Голос Страйдера резко выхватил ее из размышлений.

— Да?

— Опять тебя потерял.

— Ах, прости.

О чем он там ее спрашивал?

Самолет угодил в очередную «яму».

Светлая прядь упала Страйдеру на лоб — он смахнул ее в сторону. Порыв ветерка с ароматом корицы сопровождал этот жест.

В животе девушки заурчало.

— Ты не будешь есть, понятно, — сказал он, — а пить тоже не хочешь? Может, принести тебе чего-нибудь?

Да. Пожалуйста, да.

Слюны во рту стало еще больше.

— Нет, спасибо, — наперекор себе ответила она.

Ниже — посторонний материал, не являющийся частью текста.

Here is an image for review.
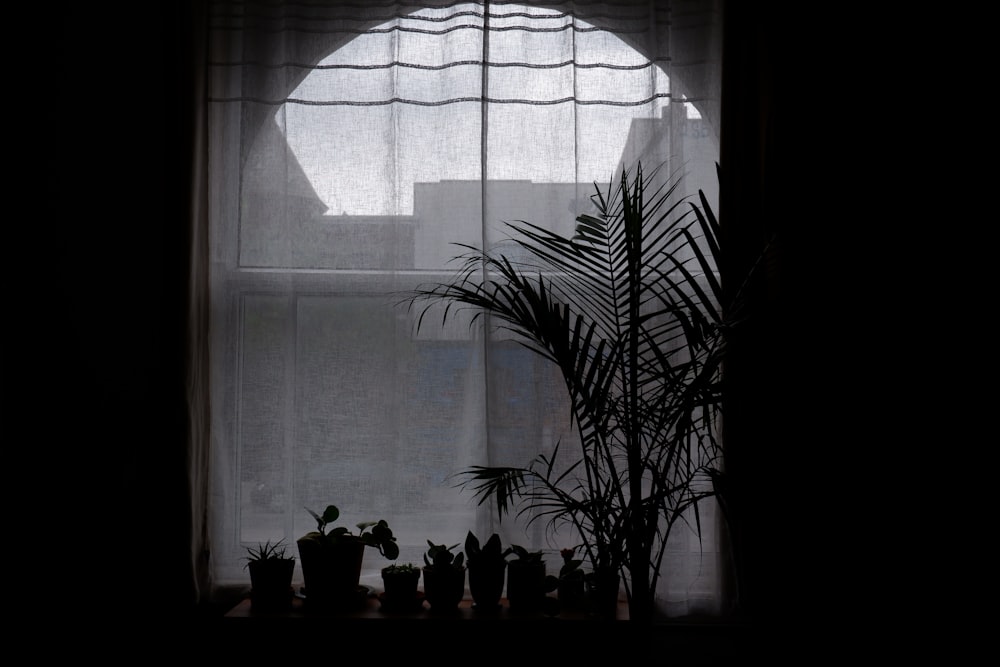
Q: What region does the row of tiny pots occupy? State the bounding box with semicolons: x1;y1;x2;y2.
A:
379;531;618;617
247;505;618;617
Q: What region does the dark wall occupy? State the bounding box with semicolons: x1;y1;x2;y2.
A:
62;1;195;616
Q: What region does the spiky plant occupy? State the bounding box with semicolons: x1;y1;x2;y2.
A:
404;164;752;622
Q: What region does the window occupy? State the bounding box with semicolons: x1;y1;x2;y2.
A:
203;0;719;612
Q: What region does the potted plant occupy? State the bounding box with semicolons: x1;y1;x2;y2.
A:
296;505;399;609
379;563;424;611
507;544;555;612
465;530;514;611
401;164;752;623
423;540;465;613
549;549;587;609
244;540;295;611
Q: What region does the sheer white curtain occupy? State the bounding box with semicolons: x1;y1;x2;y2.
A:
199;0;724;615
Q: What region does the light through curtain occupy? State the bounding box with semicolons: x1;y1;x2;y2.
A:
208;0;722;614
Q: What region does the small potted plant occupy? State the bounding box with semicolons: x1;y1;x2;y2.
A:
465;530;514;611
546;549;587;609
244;540;295;611
379;563;423;611
296;505;399;609
424;540;465;613
507;544;555;612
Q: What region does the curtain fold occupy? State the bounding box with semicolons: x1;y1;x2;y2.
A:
190;0;725;615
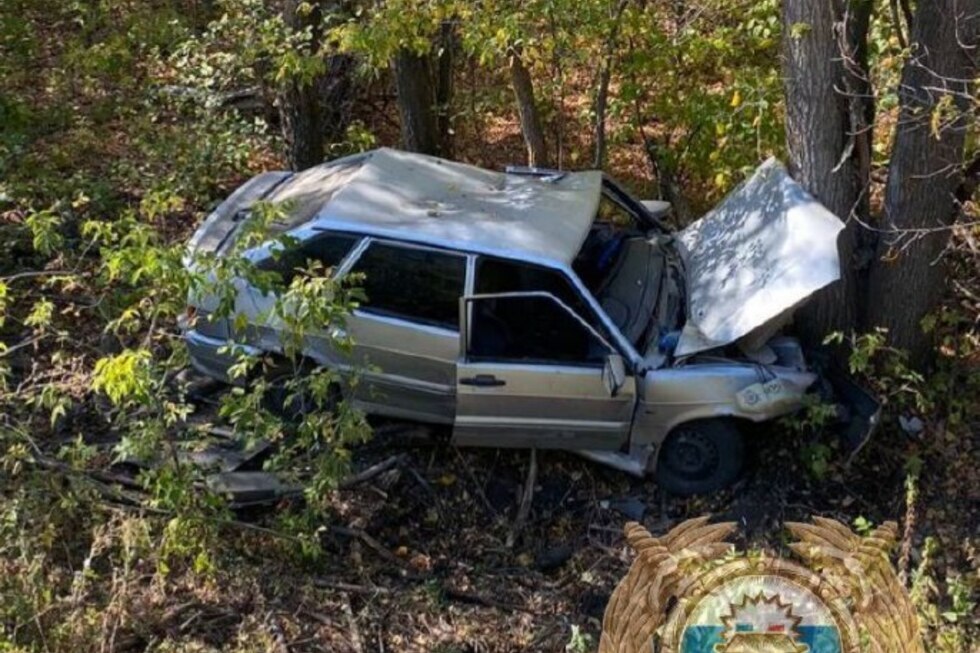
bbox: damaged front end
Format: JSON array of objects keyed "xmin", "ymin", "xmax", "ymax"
[{"xmin": 634, "ymin": 159, "xmax": 879, "ymax": 460}]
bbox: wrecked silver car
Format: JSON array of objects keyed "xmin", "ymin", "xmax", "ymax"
[{"xmin": 185, "ymin": 149, "xmax": 872, "ymax": 494}]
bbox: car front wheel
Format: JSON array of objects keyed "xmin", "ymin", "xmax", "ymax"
[{"xmin": 655, "ymin": 418, "xmax": 745, "ymax": 496}]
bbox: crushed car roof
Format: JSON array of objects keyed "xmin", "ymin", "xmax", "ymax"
[{"xmin": 267, "ymin": 148, "xmax": 602, "ymax": 263}]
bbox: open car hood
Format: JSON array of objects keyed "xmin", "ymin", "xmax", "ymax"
[{"xmin": 675, "ymin": 159, "xmax": 844, "ymax": 356}]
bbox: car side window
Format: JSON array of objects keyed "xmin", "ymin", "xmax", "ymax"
[
  {"xmin": 258, "ymin": 231, "xmax": 360, "ymax": 286},
  {"xmin": 351, "ymin": 242, "xmax": 466, "ymax": 329},
  {"xmin": 466, "ymin": 295, "xmax": 610, "ymax": 367},
  {"xmin": 474, "ymin": 256, "xmax": 591, "ymax": 318}
]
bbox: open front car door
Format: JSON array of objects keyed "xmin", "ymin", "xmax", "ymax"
[{"xmin": 453, "ymin": 292, "xmax": 636, "ymax": 449}]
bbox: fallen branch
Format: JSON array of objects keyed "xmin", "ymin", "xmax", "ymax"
[
  {"xmin": 507, "ymin": 449, "xmax": 538, "ymax": 549},
  {"xmin": 337, "ymin": 455, "xmax": 406, "ymax": 490}
]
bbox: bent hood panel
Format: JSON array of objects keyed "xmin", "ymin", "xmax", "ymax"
[{"xmin": 675, "ymin": 159, "xmax": 844, "ymax": 356}]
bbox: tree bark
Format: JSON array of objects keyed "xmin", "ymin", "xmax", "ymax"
[
  {"xmin": 435, "ymin": 20, "xmax": 458, "ymax": 159},
  {"xmin": 394, "ymin": 50, "xmax": 441, "ymax": 156},
  {"xmin": 277, "ymin": 0, "xmax": 354, "ymax": 170},
  {"xmin": 783, "ymin": 0, "xmax": 870, "ymax": 344},
  {"xmin": 510, "ymin": 49, "xmax": 548, "ymax": 168},
  {"xmin": 866, "ymin": 0, "xmax": 980, "ymax": 367}
]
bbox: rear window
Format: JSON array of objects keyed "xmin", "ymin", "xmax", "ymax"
[{"xmin": 351, "ymin": 243, "xmax": 466, "ymax": 329}]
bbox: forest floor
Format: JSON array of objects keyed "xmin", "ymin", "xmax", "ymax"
[
  {"xmin": 0, "ymin": 3, "xmax": 980, "ymax": 653},
  {"xmin": 51, "ymin": 372, "xmax": 980, "ymax": 653}
]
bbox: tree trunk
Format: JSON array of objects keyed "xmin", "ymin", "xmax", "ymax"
[
  {"xmin": 592, "ymin": 0, "xmax": 630, "ymax": 170},
  {"xmin": 510, "ymin": 50, "xmax": 548, "ymax": 168},
  {"xmin": 783, "ymin": 0, "xmax": 870, "ymax": 344},
  {"xmin": 866, "ymin": 0, "xmax": 980, "ymax": 367},
  {"xmin": 394, "ymin": 50, "xmax": 441, "ymax": 156},
  {"xmin": 435, "ymin": 20, "xmax": 457, "ymax": 159},
  {"xmin": 277, "ymin": 0, "xmax": 353, "ymax": 170}
]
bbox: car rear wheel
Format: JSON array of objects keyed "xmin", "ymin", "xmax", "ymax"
[{"xmin": 655, "ymin": 418, "xmax": 745, "ymax": 496}]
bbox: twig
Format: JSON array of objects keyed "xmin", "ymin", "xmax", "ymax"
[
  {"xmin": 337, "ymin": 455, "xmax": 405, "ymax": 490},
  {"xmin": 453, "ymin": 447, "xmax": 497, "ymax": 517},
  {"xmin": 330, "ymin": 526, "xmax": 404, "ymax": 567},
  {"xmin": 313, "ymin": 578, "xmax": 391, "ymax": 594},
  {"xmin": 442, "ymin": 586, "xmax": 535, "ymax": 614},
  {"xmin": 507, "ymin": 449, "xmax": 538, "ymax": 549},
  {"xmin": 341, "ymin": 592, "xmax": 364, "ymax": 653}
]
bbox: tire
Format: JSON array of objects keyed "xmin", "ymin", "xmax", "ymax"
[{"xmin": 654, "ymin": 418, "xmax": 745, "ymax": 496}]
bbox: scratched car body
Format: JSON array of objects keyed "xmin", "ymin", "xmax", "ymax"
[{"xmin": 184, "ymin": 149, "xmax": 863, "ymax": 494}]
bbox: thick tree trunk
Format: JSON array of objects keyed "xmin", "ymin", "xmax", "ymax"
[
  {"xmin": 277, "ymin": 0, "xmax": 354, "ymax": 170},
  {"xmin": 510, "ymin": 51, "xmax": 548, "ymax": 167},
  {"xmin": 783, "ymin": 0, "xmax": 870, "ymax": 344},
  {"xmin": 394, "ymin": 50, "xmax": 441, "ymax": 156},
  {"xmin": 867, "ymin": 0, "xmax": 980, "ymax": 367}
]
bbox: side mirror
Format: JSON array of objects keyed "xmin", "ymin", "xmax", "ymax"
[
  {"xmin": 602, "ymin": 354, "xmax": 626, "ymax": 397},
  {"xmin": 640, "ymin": 200, "xmax": 673, "ymax": 220}
]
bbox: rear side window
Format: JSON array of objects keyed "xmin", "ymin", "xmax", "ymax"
[
  {"xmin": 259, "ymin": 231, "xmax": 360, "ymax": 286},
  {"xmin": 476, "ymin": 257, "xmax": 592, "ymax": 319},
  {"xmin": 466, "ymin": 296, "xmax": 609, "ymax": 366},
  {"xmin": 351, "ymin": 243, "xmax": 466, "ymax": 329}
]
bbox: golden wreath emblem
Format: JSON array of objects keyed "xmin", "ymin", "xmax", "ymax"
[{"xmin": 599, "ymin": 517, "xmax": 924, "ymax": 653}]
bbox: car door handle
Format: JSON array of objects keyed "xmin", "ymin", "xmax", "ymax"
[{"xmin": 459, "ymin": 374, "xmax": 507, "ymax": 388}]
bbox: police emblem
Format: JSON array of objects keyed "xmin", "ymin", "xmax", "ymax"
[{"xmin": 599, "ymin": 518, "xmax": 923, "ymax": 653}]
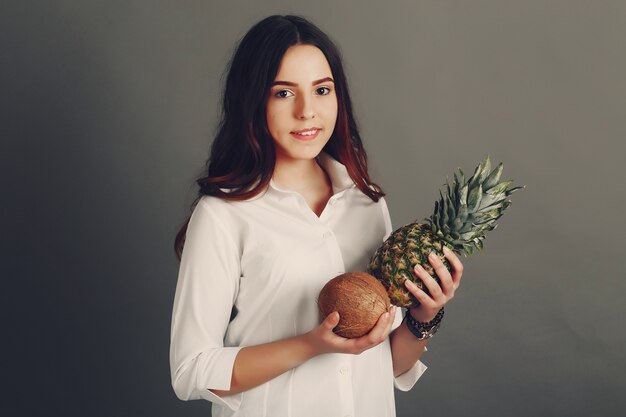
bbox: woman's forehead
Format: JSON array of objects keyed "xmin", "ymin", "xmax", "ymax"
[{"xmin": 276, "ymin": 45, "xmax": 332, "ymax": 84}]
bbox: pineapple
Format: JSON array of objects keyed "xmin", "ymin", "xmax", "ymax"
[{"xmin": 367, "ymin": 156, "xmax": 524, "ymax": 308}]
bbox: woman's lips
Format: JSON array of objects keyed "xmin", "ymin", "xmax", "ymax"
[{"xmin": 290, "ymin": 127, "xmax": 322, "ymax": 140}]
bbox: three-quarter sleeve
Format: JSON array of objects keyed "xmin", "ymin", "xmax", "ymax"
[
  {"xmin": 170, "ymin": 198, "xmax": 241, "ymax": 410},
  {"xmin": 380, "ymin": 198, "xmax": 428, "ymax": 391}
]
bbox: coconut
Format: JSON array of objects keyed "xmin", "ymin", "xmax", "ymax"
[{"xmin": 317, "ymin": 272, "xmax": 390, "ymax": 338}]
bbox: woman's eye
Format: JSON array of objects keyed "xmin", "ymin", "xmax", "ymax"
[
  {"xmin": 274, "ymin": 90, "xmax": 293, "ymax": 98},
  {"xmin": 317, "ymin": 87, "xmax": 330, "ymax": 96}
]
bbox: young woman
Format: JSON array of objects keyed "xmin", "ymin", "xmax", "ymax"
[{"xmin": 170, "ymin": 16, "xmax": 462, "ymax": 417}]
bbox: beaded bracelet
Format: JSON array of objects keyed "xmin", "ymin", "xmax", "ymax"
[{"xmin": 404, "ymin": 307, "xmax": 444, "ymax": 340}]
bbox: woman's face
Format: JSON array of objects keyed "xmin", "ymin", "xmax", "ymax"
[{"xmin": 266, "ymin": 45, "xmax": 337, "ymax": 161}]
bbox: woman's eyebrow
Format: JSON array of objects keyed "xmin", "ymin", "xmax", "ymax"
[{"xmin": 272, "ymin": 77, "xmax": 335, "ymax": 87}]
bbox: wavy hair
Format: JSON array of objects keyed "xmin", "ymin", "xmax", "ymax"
[{"xmin": 174, "ymin": 15, "xmax": 385, "ymax": 260}]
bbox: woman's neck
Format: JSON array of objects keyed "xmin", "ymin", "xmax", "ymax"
[{"xmin": 272, "ymin": 154, "xmax": 330, "ymax": 193}]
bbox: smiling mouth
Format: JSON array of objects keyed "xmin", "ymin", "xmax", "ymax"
[{"xmin": 291, "ymin": 127, "xmax": 322, "ymax": 139}]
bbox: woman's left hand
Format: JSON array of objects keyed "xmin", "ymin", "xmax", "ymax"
[{"xmin": 404, "ymin": 246, "xmax": 463, "ymax": 322}]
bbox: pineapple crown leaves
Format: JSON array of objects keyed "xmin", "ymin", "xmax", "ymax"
[{"xmin": 426, "ymin": 156, "xmax": 524, "ymax": 256}]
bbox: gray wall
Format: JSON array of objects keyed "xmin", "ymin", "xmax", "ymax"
[{"xmin": 0, "ymin": 0, "xmax": 626, "ymax": 417}]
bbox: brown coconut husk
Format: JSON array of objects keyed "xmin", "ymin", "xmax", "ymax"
[{"xmin": 318, "ymin": 272, "xmax": 390, "ymax": 338}]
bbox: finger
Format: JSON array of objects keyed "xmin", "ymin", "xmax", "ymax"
[
  {"xmin": 354, "ymin": 309, "xmax": 395, "ymax": 353},
  {"xmin": 415, "ymin": 264, "xmax": 445, "ymax": 301},
  {"xmin": 443, "ymin": 246, "xmax": 463, "ymax": 288},
  {"xmin": 404, "ymin": 278, "xmax": 438, "ymax": 308},
  {"xmin": 428, "ymin": 252, "xmax": 454, "ymax": 296},
  {"xmin": 322, "ymin": 311, "xmax": 339, "ymax": 331}
]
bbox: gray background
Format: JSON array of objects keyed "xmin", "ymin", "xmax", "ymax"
[{"xmin": 0, "ymin": 0, "xmax": 626, "ymax": 417}]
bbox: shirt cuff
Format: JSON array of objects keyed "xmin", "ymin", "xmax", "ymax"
[
  {"xmin": 196, "ymin": 347, "xmax": 243, "ymax": 411},
  {"xmin": 393, "ymin": 361, "xmax": 427, "ymax": 391}
]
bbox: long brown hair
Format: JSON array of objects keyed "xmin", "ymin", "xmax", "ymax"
[{"xmin": 174, "ymin": 15, "xmax": 385, "ymax": 259}]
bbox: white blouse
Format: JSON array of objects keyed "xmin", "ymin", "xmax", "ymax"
[{"xmin": 170, "ymin": 153, "xmax": 426, "ymax": 417}]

— Возьми хотя бы бутылочку воды. Она же запечатана, и тебе не надо переживать, что мы подмешали туда что-то.

Он взял из подставки для чашек поблескивающую своей охлажденной поверхностью бутылку и помахал ею перед ее носом.

Неужели она была там все время?

«Сюда», — проскулила она. — «Как прекрасно смотрится…»

— Может быть, позднее.

Слова напоминали воронье карканье.

Он пожал равнодушно плечами, но в глазах его светилось разочарование.

— Тебе же хуже.

Поблизости, несомненно, должно было быть что-то, что она могла бы украсть. Девушка еще раз осмотрела салон самолета. Взгляд зацепился за полупустую бутылку с вишневой содовой возле Сабина.

Она облизала губы. Нет, «хуже» будет Сабину. Как только Страйдер отстанет от нее, она отправится за той бутылкой. И к черту последствия.

Возможно. Нет, так она и поступит.

Но сейчас он был здесь, и у него можно было раздобыть некоторую информацию.

А еще эта отсрочка могла помочь ей собраться с духом.

— Почему мы летим? — спросила она. — Я видела, как тот, которого вы зовете Люциен, исчез вместе с женщиной. Мы могли бы оказаться в Будапеште за считанные секунды.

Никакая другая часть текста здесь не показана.